By re-aligning their organizational cultures and altering their product development cycles, companies in the chemical industry can better position themselves to provide solutions to a wide range of intensifying megatrend challenges. It’s already happening in several different sectors. Examples include the use of food-industry infrastructure to deliver healthcare; the application of resourcing for agriculture monitoring activities to support sustainable agriculture; and the incorporation of innovative technologies, such as the use of anaerobic digestion of food waste, to generate green energy.
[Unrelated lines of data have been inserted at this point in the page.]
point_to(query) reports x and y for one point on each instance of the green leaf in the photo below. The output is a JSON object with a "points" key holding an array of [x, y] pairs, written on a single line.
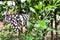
{"points": [[49, 6], [32, 9], [29, 26], [39, 6], [54, 1]]}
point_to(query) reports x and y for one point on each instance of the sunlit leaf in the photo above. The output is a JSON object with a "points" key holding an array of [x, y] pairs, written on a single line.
{"points": [[32, 9], [41, 24]]}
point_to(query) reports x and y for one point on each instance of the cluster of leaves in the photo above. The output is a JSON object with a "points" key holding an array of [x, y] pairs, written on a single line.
{"points": [[7, 33], [42, 11]]}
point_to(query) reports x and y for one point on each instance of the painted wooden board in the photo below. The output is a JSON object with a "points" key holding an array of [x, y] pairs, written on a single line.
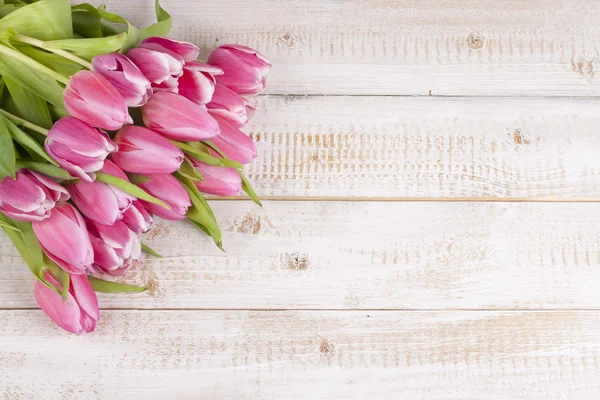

Gelzen, Clara Foods, New Wave Foods and other companies are already commercializing the use of animal-free technology and molecular manufacturing to produce, in bioreactors, foods that were traditionally animal-based, such as milk, cheese, meat, gelatin and eggs. As an additional sign of the relevance of the feeding-the-world megatrend, multinational giants — including BASF, Bayer, Dow, DSM, DuPont and Evonik — are updating their mission statements to highlight their role in improving food production, enhancing health, boosting nutrition, and reducing crop wastage.
The increasing complexity and pace of change in a transforming world represent challenges to the chemical industry in all of its segments, from products and consumer goods to pharmaceuticals, biotech, healthcare and other life sciences. Companies must adapt to be successful and remain competitive. They must respond with agility to develop new chemistries and molecules to meet rapidly evolving customer needs.
Challenges present opportunity. Chemicals companies can get the most value out of responding to megatrends by identifying what demand for chemicals, products, and technologies will result from them. Individual companies can also differentiate themselves through the specific structural and organizational changes they implement to extract advantages from megatrends.
All opinions shared in this post are the author’s own.